The amount of heat evolved is 732.66kJ.

Step-by-step solution

Given data

Mass of each component is given as:

$\begin{array}{l}m\left({\mathrm{ClF}}_3\right)=32.1\mathrm{g}\\ m\left(\mathrm{Li}\right)=17.3\mathrm{g}\end{array}$

Standard enthalpies of formation for each component are given as:

$\begin{array}{c}\Delta H_f\left({\mathrm{ClF}}_3,g\right)=-163.2\mathrm{kJ}/\mathrm{mol}\\ \Delta H_f(\mathrm{Li},s)=0\mathrm{kJ}/\mathrm{mol}\\ \Delta H_f(\mathrm{LiCl},s)=-408.61\mathrm{kJ}/\mathrm{mol}\\ \Delta H_f(\mathrm{LiF},s)=-615.91\mathrm{kJ}/\mathrm{mol}\end{array}$

Concept of heat evolved in reaction

The amount of heat evolved during a combustion process by calculating the enthalpy change of formation for every molecule involved in the chemical reaction for one mole by given formula.

$\mathit{\Delta }\mathit{H}\mathbf{=}\mathit{n}\mathbf{\times }\mathit{\Delta }{\mathit{H}}_{\mathbf{m}}$

Where, $n$is number of total moles and $\Delta H_m$is change in enthalpy

Calculation of enthalpy change

The formula is, $\Delta H=\sum \Delta H_{f_{\mathrm{products}}}-\sum \Delta H_{f_{\mathrm{reactants}}}$.

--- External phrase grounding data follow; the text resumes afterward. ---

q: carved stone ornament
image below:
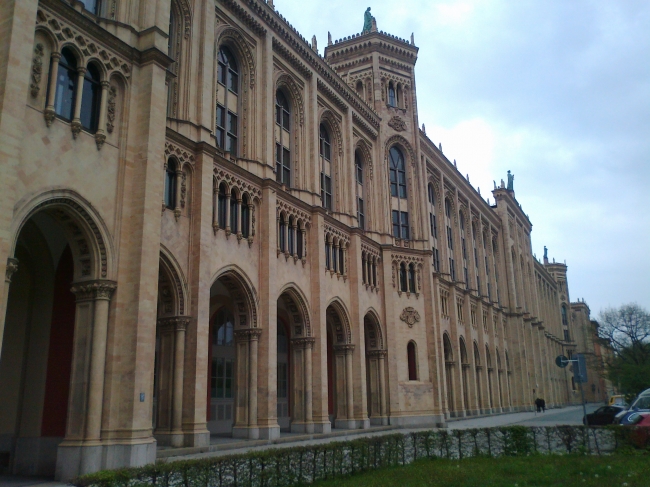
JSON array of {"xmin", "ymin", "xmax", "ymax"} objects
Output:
[
  {"xmin": 30, "ymin": 43, "xmax": 44, "ymax": 98},
  {"xmin": 70, "ymin": 280, "xmax": 117, "ymax": 301},
  {"xmin": 400, "ymin": 307, "xmax": 420, "ymax": 327},
  {"xmin": 106, "ymin": 85, "xmax": 116, "ymax": 133},
  {"xmin": 5, "ymin": 258, "xmax": 19, "ymax": 282},
  {"xmin": 388, "ymin": 116, "xmax": 407, "ymax": 132}
]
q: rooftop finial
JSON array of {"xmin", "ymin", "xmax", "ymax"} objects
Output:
[
  {"xmin": 328, "ymin": 31, "xmax": 332, "ymax": 46},
  {"xmin": 268, "ymin": 0, "xmax": 274, "ymax": 8},
  {"xmin": 311, "ymin": 35, "xmax": 318, "ymax": 52},
  {"xmin": 411, "ymin": 33, "xmax": 415, "ymax": 44},
  {"xmin": 507, "ymin": 170, "xmax": 514, "ymax": 191},
  {"xmin": 421, "ymin": 123, "xmax": 426, "ymax": 134}
]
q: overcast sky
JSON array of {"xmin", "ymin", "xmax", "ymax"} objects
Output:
[{"xmin": 273, "ymin": 0, "xmax": 650, "ymax": 315}]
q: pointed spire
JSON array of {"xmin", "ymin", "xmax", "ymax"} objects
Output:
[
  {"xmin": 421, "ymin": 123, "xmax": 426, "ymax": 134},
  {"xmin": 311, "ymin": 35, "xmax": 318, "ymax": 52},
  {"xmin": 411, "ymin": 33, "xmax": 415, "ymax": 45},
  {"xmin": 328, "ymin": 31, "xmax": 332, "ymax": 46}
]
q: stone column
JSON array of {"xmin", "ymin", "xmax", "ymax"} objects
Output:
[
  {"xmin": 171, "ymin": 317, "xmax": 189, "ymax": 447},
  {"xmin": 70, "ymin": 67, "xmax": 87, "ymax": 138},
  {"xmin": 345, "ymin": 345, "xmax": 355, "ymax": 421},
  {"xmin": 44, "ymin": 52, "xmax": 61, "ymax": 126},
  {"xmin": 94, "ymin": 81, "xmax": 109, "ymax": 149},
  {"xmin": 374, "ymin": 350, "xmax": 388, "ymax": 425},
  {"xmin": 212, "ymin": 185, "xmax": 218, "ymax": 233},
  {"xmin": 224, "ymin": 192, "xmax": 231, "ymax": 236},
  {"xmin": 75, "ymin": 280, "xmax": 117, "ymax": 442},
  {"xmin": 248, "ymin": 328, "xmax": 261, "ymax": 430},
  {"xmin": 0, "ymin": 258, "xmax": 18, "ymax": 360},
  {"xmin": 304, "ymin": 338, "xmax": 314, "ymax": 427}
]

For this reaction, the change in enthalpy would be:

$\begin{array}{l}\Delta H_m=\Delta H_f(\mathrm{LiCl},s)+3\times \Delta H_f(\mathrm{LiF},s)-\Delta H_f\left({\mathrm{ClF}}_3,g\right)-4\times \Delta H_f(\mathrm{LiF},s)\\ \Delta H_m=-408.61+3\times (-615.97)-(-163.2)-4\times 0\\ \Delta H_m=-2093.32\mathrm{kJ}/\mathrm{mol}\end{array}$

Determine limit reactant

The molar mass of reactants is given below.

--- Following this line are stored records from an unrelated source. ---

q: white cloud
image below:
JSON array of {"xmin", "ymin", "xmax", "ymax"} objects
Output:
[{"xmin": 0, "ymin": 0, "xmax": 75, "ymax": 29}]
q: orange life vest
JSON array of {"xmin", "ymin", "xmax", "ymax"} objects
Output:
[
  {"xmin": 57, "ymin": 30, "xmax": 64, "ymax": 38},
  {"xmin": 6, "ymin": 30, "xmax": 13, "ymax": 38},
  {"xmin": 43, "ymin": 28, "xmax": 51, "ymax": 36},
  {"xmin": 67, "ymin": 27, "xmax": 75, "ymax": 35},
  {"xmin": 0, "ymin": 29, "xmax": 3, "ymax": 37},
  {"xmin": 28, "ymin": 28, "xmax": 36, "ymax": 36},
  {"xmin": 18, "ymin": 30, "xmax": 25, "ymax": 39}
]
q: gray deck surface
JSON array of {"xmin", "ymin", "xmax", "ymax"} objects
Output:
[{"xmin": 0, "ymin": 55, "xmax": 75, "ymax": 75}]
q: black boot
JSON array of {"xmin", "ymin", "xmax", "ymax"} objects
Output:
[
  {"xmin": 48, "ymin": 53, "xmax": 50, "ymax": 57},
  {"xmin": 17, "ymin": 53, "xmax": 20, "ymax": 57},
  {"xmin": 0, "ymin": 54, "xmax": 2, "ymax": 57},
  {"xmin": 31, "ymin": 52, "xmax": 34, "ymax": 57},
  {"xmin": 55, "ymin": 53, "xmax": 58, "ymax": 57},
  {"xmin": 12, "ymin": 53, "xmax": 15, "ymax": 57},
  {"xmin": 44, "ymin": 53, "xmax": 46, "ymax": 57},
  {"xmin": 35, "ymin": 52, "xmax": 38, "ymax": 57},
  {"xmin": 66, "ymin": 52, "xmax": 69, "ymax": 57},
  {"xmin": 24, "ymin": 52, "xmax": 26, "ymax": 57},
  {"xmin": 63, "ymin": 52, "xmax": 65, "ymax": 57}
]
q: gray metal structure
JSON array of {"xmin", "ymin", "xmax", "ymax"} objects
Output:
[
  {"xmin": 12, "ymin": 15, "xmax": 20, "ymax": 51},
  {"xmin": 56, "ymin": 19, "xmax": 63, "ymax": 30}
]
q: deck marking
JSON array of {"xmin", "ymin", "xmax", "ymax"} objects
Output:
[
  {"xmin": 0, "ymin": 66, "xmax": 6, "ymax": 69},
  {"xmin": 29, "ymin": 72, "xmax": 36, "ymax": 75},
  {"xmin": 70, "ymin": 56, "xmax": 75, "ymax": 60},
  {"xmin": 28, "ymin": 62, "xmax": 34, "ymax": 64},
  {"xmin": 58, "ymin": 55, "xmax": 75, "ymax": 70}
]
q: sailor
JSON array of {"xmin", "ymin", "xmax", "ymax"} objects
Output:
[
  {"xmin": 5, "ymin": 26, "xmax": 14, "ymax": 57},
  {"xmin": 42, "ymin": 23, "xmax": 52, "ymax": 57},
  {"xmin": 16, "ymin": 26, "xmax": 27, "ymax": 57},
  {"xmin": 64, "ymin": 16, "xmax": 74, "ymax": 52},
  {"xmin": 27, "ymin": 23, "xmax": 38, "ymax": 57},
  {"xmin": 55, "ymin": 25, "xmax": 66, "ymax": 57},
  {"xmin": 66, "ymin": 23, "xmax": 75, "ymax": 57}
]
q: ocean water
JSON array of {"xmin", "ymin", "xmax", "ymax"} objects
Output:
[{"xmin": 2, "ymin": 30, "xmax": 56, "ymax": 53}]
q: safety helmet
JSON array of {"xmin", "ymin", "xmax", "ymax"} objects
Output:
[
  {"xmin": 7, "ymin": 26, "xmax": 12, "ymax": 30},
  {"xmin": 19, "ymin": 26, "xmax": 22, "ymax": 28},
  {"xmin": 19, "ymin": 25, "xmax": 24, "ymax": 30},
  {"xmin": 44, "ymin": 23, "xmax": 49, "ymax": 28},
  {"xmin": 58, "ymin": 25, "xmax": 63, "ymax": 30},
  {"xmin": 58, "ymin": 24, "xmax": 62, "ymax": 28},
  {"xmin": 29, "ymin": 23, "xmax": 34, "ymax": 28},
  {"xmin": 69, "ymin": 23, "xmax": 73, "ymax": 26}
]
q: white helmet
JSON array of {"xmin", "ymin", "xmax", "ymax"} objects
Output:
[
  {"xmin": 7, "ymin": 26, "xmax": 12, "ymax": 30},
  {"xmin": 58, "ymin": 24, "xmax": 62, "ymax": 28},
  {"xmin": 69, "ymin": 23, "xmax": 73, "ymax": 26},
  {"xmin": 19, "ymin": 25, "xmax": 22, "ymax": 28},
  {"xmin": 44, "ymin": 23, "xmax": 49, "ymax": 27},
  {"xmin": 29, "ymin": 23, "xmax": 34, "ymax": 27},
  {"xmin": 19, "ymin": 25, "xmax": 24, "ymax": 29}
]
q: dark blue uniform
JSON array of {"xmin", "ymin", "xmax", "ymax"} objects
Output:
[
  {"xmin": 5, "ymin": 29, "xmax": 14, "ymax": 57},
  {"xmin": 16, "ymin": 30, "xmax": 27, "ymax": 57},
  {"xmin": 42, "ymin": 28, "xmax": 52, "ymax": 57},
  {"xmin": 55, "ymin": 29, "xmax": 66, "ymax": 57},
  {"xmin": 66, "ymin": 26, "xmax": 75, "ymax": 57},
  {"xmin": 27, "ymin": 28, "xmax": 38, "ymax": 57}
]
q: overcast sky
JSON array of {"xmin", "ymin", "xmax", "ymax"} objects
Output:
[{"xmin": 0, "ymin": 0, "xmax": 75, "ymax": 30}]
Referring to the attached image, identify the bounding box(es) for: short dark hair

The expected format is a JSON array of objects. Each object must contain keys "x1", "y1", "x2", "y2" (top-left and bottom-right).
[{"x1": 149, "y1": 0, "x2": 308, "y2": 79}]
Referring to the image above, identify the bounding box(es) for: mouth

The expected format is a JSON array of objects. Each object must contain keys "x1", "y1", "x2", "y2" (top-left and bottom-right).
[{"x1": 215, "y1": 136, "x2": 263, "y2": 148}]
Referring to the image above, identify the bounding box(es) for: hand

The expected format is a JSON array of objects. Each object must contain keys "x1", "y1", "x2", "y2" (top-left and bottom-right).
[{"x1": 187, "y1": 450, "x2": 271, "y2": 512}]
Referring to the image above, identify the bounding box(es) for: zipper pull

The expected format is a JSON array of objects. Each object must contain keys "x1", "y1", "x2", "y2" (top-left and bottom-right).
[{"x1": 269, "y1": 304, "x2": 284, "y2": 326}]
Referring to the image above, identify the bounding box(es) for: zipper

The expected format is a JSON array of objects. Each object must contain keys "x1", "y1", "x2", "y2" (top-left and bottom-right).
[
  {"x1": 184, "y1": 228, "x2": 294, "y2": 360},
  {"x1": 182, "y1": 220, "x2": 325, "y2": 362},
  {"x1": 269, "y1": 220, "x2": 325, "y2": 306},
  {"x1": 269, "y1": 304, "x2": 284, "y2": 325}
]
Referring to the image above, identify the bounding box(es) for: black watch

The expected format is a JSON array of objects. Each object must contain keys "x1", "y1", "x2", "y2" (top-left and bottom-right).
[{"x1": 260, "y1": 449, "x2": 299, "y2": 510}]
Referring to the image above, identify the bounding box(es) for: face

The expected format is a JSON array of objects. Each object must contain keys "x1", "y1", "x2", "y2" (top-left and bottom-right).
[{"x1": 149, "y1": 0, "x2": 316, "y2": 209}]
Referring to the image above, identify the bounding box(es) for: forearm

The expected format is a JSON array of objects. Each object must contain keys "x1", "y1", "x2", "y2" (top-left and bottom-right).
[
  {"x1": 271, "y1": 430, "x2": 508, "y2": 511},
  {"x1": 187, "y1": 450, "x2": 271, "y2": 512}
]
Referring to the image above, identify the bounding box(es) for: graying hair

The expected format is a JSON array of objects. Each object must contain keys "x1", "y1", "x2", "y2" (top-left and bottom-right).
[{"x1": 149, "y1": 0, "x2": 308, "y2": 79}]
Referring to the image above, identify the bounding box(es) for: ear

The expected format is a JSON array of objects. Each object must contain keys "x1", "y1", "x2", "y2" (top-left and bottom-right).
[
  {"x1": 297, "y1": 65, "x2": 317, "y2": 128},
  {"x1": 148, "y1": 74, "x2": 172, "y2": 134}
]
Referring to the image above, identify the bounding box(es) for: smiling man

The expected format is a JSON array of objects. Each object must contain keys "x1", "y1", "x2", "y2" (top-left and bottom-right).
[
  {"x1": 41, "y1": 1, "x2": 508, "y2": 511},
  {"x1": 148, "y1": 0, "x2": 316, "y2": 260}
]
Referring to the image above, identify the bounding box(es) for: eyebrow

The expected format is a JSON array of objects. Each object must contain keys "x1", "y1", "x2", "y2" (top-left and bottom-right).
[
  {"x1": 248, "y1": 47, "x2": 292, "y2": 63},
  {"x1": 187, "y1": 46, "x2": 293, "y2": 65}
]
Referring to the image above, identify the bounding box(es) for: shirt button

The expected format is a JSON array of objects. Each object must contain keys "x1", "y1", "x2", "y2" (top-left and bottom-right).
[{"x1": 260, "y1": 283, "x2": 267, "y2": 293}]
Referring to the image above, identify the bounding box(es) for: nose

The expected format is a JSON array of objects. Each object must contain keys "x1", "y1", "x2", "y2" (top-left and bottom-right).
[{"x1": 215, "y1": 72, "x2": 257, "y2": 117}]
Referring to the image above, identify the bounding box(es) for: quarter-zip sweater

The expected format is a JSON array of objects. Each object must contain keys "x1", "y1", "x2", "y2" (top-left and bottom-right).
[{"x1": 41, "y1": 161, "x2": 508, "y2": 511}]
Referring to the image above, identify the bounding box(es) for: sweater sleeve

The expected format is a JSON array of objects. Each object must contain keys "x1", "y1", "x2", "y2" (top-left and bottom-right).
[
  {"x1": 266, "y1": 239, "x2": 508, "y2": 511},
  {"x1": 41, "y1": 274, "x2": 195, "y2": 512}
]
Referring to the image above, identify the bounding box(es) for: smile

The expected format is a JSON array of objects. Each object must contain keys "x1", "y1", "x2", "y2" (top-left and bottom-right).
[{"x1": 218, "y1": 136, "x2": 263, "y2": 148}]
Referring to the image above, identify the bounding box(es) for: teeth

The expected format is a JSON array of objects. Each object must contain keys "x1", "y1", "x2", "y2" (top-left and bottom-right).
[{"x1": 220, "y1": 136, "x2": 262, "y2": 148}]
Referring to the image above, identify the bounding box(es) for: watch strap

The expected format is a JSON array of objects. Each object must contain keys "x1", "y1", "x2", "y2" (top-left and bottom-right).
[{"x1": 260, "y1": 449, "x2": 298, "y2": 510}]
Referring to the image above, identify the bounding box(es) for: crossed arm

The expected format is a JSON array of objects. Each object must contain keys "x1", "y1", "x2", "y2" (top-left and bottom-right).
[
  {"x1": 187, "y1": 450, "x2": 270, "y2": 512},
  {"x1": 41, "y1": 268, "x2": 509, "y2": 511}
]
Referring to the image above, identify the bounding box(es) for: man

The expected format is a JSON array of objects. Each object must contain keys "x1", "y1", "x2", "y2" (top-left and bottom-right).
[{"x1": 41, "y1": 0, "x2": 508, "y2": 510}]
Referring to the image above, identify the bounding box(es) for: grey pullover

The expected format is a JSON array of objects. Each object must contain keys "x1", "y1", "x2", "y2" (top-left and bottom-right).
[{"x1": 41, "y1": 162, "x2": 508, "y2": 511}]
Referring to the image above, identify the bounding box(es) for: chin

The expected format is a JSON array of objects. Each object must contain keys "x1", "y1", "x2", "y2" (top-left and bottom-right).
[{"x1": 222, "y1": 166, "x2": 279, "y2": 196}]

$\begin{array}{c}M\left({\mathrm{ClF}}_3\right)=92.448\mathrm{g}/\mathrm{mol}\\ M\left(\mathrm{Li}\right)=6.941\mathrm{g}/\mathrm{mol}\end{array}$

For determination of limiting reactant find the number of moles of each reactant.

$\begin{array}{c}n=\frac{m}{M}\\ \mathrm{n}\left({\mathrm{ClF}}_3\right)=\frac{32.1}{92.448}\\ =0.35\mathrm{mol}\\ n\left(Li\right)=\frac{17.3}{6.941}\end{array}$

So, $n\left(Li\right)=2.5\mathrm{m}ol$

From the reaction, four moles of $Li$ required for one mol of $CI{F}_3$.

So for $0.35mol$of $CI{F}_3$.

$0.35\times 4=1.4\mathrm{mol}$of $Li$required.

This means that $CI{F}_3$ is the limiting reactant.

Calculate heat evolved

The heat is calculated by given equation.

$\begin{array}{l}\Delta H=n\times \Delta H_m\\ \Delta H=0.35\times 2093.32\\ \Delta H=732.66\mathrm{kJ}\end{array}$